To find the magnitude and direction/space angles of the resultant couple moment, you will need to use vector addition and trigonometry. First, you will need to determine the individual moments of each valve handle, as you have already done for MA and MB. These moments represent the magnitude and direction of the forces applied by each handle.

Next, you will need to use vector addition to find the resultant moment. This can be done by adding the individual moments using the parallelogram method or by using the Pythagorean theorem and trigonometry. Once you have the resultant moment, you can use trigonometry to find the direction or space angles of the moment.

As for the unit vectors, it depends on how you are representing your forces. If you are using Cartesian coordinates, then your forces should have unit vectors. If you are using polar coordinates, then unit vectors are not necessary.
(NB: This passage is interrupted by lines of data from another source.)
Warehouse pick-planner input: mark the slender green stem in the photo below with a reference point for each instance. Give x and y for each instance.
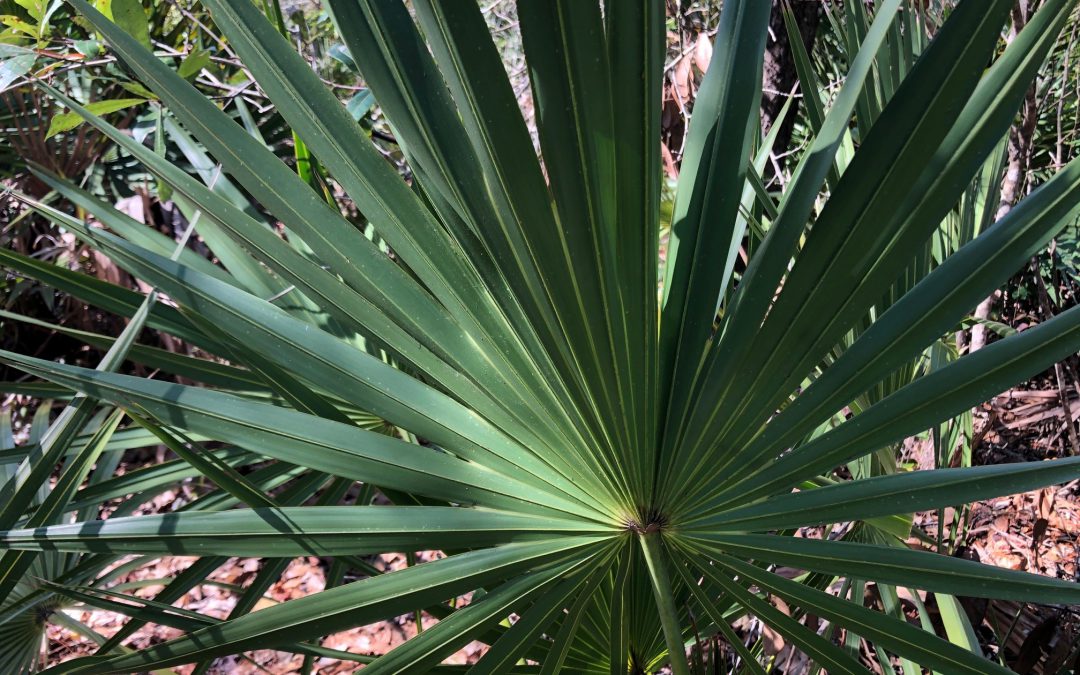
(665, 602)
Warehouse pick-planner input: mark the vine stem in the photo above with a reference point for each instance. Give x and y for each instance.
(665, 601)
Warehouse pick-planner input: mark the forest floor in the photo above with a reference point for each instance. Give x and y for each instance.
(1037, 531)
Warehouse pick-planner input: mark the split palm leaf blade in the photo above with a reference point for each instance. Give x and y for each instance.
(622, 470)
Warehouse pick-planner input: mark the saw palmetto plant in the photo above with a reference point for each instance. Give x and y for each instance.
(486, 367)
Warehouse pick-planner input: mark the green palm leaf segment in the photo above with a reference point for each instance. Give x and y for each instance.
(615, 456)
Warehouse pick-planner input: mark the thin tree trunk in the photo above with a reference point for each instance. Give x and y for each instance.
(1020, 154)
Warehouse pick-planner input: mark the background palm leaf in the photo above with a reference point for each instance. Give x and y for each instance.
(611, 464)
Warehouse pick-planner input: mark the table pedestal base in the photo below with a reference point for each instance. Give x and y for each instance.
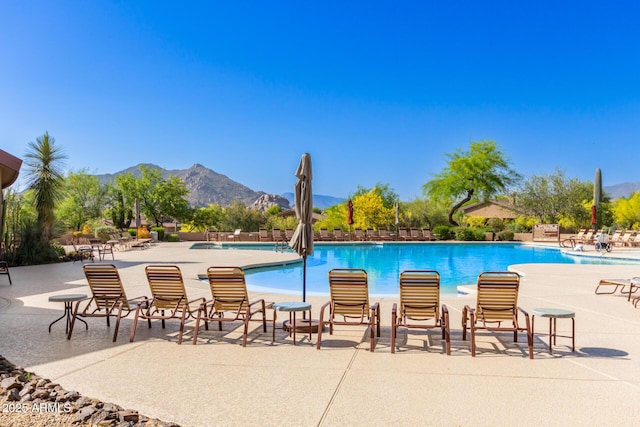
(302, 325)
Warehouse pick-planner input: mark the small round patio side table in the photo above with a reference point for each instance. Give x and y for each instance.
(68, 300)
(292, 308)
(553, 314)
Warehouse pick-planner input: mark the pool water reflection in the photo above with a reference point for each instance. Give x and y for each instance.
(457, 263)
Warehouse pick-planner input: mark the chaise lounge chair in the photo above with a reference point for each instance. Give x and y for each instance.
(108, 297)
(420, 303)
(349, 298)
(633, 284)
(230, 301)
(325, 236)
(497, 302)
(169, 298)
(264, 235)
(4, 269)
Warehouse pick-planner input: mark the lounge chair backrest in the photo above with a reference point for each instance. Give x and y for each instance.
(106, 286)
(420, 294)
(349, 292)
(497, 296)
(228, 288)
(167, 287)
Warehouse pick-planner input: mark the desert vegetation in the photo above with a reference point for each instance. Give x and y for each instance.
(78, 203)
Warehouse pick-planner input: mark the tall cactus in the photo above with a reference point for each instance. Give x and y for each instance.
(597, 198)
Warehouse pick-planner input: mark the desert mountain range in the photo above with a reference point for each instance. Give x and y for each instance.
(207, 187)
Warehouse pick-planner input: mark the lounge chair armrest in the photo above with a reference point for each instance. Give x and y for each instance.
(261, 309)
(322, 310)
(467, 312)
(193, 301)
(374, 307)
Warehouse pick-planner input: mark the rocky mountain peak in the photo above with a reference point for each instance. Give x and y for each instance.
(266, 201)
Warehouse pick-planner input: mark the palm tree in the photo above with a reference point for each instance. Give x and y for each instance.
(45, 178)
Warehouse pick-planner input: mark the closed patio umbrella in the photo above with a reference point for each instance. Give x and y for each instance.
(302, 240)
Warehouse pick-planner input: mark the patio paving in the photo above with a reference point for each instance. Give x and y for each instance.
(218, 382)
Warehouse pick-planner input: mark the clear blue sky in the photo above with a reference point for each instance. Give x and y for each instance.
(374, 91)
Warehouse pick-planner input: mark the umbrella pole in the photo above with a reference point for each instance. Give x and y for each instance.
(304, 282)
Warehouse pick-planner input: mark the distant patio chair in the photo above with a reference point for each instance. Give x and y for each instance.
(403, 235)
(288, 234)
(4, 269)
(235, 236)
(428, 235)
(625, 238)
(83, 250)
(277, 235)
(415, 235)
(383, 234)
(324, 235)
(264, 235)
(359, 235)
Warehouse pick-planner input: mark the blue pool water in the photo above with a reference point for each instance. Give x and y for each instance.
(457, 263)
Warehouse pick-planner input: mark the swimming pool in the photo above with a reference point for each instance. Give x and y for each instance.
(457, 263)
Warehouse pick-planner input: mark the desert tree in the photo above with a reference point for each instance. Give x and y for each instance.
(480, 173)
(45, 161)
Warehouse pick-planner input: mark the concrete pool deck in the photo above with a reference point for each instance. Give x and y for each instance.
(218, 382)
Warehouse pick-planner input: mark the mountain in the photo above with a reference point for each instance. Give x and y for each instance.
(205, 186)
(319, 201)
(622, 190)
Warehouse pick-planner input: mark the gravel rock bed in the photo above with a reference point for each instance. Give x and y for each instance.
(29, 400)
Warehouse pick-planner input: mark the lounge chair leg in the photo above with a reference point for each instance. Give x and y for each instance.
(394, 316)
(73, 321)
(135, 321)
(115, 333)
(182, 322)
(197, 327)
(472, 331)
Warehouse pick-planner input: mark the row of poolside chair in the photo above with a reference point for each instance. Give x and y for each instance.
(419, 305)
(627, 287)
(629, 238)
(382, 234)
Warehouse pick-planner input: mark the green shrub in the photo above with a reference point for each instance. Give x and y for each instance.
(495, 224)
(442, 232)
(470, 234)
(105, 232)
(160, 231)
(505, 235)
(465, 234)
It is important to note that the resultant moment will not necessarily be at the origin of the axes. It will depend on the location of the applied forces and their directions.

If you are still having trouble finding the resultant moment, it may be helpful to consult with a colleague or seek assistance from a professor or tutor. Additionally, there are many online resources and tutorials available that can provide step-by-step instructions for solving vector problems.